Densho Digital Archive
Densho Visual History Collection
Title: Mitsuko Hashiguchi Interview
Narrator: Mitsuko Hashiguchi
Interviewer: James Arima
Location: Bellevue, Washington
Date: July 28, 1998
Densho ID: denshovh-hmitsuko-01-0043

<Begin Segment 43>

JA: Can you describe the trip from Pinedale to Tule Lake, then?

MH: Pinedale to Tule Lake.

JA: This time you know your destination. [Laughs]

MH: The old train -- [laughs] -- old train taking us up there again the same old way, going on the siding as often as they feel like going. So it seemed like forever it was taking to us get there and we said, "God, I thought that was right there in Oregon, but golly, it sure is far for something that's in Oregon." But I think that took us another couple days or something to get up there, too, because with all the siding stops they make you can't help that because they said that we're the last on the tracks, that's supposed to be on the track, the others. So it seemed like we were always stopped someplace in the dark, and we weren't supposed to look outside so that was out again. We don't know where we're at.

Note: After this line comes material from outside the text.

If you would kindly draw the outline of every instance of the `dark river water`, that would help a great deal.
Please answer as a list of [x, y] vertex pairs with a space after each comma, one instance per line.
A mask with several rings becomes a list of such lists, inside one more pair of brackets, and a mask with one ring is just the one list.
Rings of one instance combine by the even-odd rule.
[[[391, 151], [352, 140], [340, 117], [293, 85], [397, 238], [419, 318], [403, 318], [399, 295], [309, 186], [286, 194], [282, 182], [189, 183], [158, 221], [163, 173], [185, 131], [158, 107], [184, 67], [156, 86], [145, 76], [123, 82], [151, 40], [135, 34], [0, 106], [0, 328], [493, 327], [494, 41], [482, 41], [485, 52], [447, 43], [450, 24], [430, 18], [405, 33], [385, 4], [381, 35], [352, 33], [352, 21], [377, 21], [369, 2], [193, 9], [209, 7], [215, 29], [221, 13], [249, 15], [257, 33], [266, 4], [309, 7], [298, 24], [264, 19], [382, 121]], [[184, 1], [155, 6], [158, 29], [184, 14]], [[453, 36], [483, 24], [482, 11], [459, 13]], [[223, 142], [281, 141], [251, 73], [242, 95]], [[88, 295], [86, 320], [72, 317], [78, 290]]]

JA: So again, the shades were drawn.

MH: Yeah, uh-huh.

JA: And, again, what were your first impressions when you got to Tule Lake then other than this Seattle advance group.

MH: Oh, you look at the mountain and you think, "Oh, my God, a big dry mountain. Oh my God, look at what a dusty old place, all sand and everything, dry as could be, hot again," and everything else and the desolate. It just feels like we were in the desert or something like that because it was just dusty. Everywhere we go was dusty, and nothing clean about it, but like I said, it was so well-organized that we didn't have too much to complain about to start with.

JA: So at Pinedale you had the tar floors that were melting...

MH: Yeah, that was really (...) (bad).